Si ya es injusto aguantar regímenes forales en un país, pensar en ofrecer distingos dentro de una comunidad tan modesta sería la hecatombe. Además, ¿qué criterio usamos? Si es solo el de ganar población, mi Segovia ya puede ir poniendo el cartel de “Me vendo” en el límite territorial. Dicen que será la provincia que ganará más vecinos, y no por culpa ni tampoco gracias a Mañueco. Es solo que el dinero puso ahí el ojo, a tiro de piedra de Madrid. Pero ha sido a costa de que muchos nativos se marchasen y se sigan marchando fuera. A cambio, vienen otros a ocupar trabajos para los que se requiere más necesidad que cualificación. Ellos son los nuevos segovianos, y será difícil que estén interesados en sujetar estandartes, están ocupados en ganarse la vida.
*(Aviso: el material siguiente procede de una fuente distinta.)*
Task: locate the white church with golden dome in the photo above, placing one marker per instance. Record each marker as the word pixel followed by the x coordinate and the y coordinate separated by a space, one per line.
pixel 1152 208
La fragmentación no soluciona problemas vitales, pero el agravio agrada. Nos creemos rebeldes, pero somos conformistas. Nos conformamos con echar la culpa al otro, y los políticos juegan la carta de la incongruencia y del enfrentamiento. Los sentimientos no pagan las facturas, pero qué más da. Es como los centros de salud: que estén abiertos, aunque no haya médico dentro.

Hace muchos años fui a escuchar a Julio Llamazares, en una charla organizada en Segovia. Hablaba de su pueblo, Vegamián, que desapareció sumergido por el embalse de Riaño. Sus aguas hoy riegan muchas hectáreas de regadío de maíz, remolachas y alubias, en tierras que durante siglos fueron secanos. La melancolía del escritor por su pueblo perdido era profunda e inalterable, como yo lloro por mi Segovia, engullida por las aguas del turismo. Al final la vida es el territorio de lo posible, aunque muchas veces nos parezca que se equivoca. Solo puedes mejorar las cosas si trabajas dentro de las coordenadas de lo real. Porque si no, la mejor solución es que nos cambien de sitio, que Palencia se cambie por Valencia y Zamora por San Sebastián. Esa justicia geográfica lo arreglaría todo, sin duda.